The “great moralist,” Samuel Johnson, surely saw the rough side of pugilism in his day; yet we read in his works, “Courage is a quality so necessary for maintaining virtue, that it is always respected, even when found associated with vice.” Without accepting the corollary of the ponderous Doctor, himself—as in the case of the brewer’s servant in Fleet Street, and of Davies, the bookseller in Covent Garden—a practical exponent of the ars pugnandi, we are ready to appeal to the readers of these pages, whether courage of the highest order, in the case of the leading pugilists, is not associated with forbearance, humanity, and active benevolence?
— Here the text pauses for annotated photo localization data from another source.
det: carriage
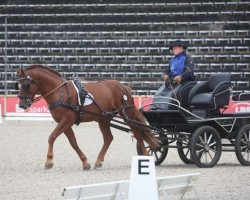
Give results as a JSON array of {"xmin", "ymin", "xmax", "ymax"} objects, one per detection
[
  {"xmin": 137, "ymin": 73, "xmax": 250, "ymax": 168},
  {"xmin": 16, "ymin": 66, "xmax": 250, "ymax": 169}
]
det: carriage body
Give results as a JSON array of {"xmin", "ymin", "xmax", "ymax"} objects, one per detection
[{"xmin": 139, "ymin": 83, "xmax": 250, "ymax": 168}]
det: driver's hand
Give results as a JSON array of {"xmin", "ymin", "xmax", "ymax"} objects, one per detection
[
  {"xmin": 163, "ymin": 75, "xmax": 169, "ymax": 82},
  {"xmin": 174, "ymin": 75, "xmax": 182, "ymax": 84}
]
One of the most respected public characters in the early part of this century, whose patriotic attention to the preservation and due administration of the laws; whose firmness in supporting, upon all occasions, the liberty of the subject; whose dignity and consistency of conduct in representing the first city in the world in Parliament; and who filled the office of Lord Mayor of London, with honour to himself, and advantage to his fellow citizens, was an ardent and firm patron of pugilism, and “a friend” of John Jackson. We allude to Harvey Christian Coombe, Esq., whose name never suffered the slightest tarnish from his patronage of the Old English custom of boxing in the early part of his life; but, through a long and distinguished career, proved his pretensions so clearly to the character of a real Englishman, an honest citizen, and an independent senator, that in 1816 he was returned a fourth time as member for the City of London.
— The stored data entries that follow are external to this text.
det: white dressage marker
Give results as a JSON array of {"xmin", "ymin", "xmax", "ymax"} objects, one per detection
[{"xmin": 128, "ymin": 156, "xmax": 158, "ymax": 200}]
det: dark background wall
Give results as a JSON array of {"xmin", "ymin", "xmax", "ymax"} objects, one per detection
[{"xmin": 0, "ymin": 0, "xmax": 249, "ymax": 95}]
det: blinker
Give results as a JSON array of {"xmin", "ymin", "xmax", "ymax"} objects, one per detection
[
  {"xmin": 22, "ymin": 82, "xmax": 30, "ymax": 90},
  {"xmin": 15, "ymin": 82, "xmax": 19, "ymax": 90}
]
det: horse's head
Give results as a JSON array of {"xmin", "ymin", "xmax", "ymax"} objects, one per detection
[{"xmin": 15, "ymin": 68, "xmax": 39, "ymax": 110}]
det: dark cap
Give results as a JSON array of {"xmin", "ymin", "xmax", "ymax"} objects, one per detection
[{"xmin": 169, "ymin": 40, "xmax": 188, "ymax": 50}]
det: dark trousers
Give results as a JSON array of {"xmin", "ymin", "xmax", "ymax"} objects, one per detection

Another member of the senate, whose enlightened mind, classical acquirements, and transcendent talents, shone at a time when wits and orators were rife in St. Stephen’s Chapel, was the friend of John Jackson, and of pugilism. To a mind stored with ancient and modern literature, conversant with popular recreations in all their gradations, from the rusticity of a cudgelling bout at a country fair to an assaut d’armes in the aristocratic fencing-school, the Right Hon. William Windham added a true English spirit of fair play, when he thus publicly declared his sentiments:—“A smart contest this, between Maddox and Richmond! Why are we to boast so much of the native valour of our troops, as shown at Talavera, at Vimiera, and at Maida, yet to discourage all the practices and habits which tend to keep alive the same sentiments and feelings?” The sentiments that filled the minds of three thousand spectators who witnessed those two pugilists were the same in kind as those which inspired the higher combatants on that occasion. It is the circumstances only in which they are displayed that make the difference.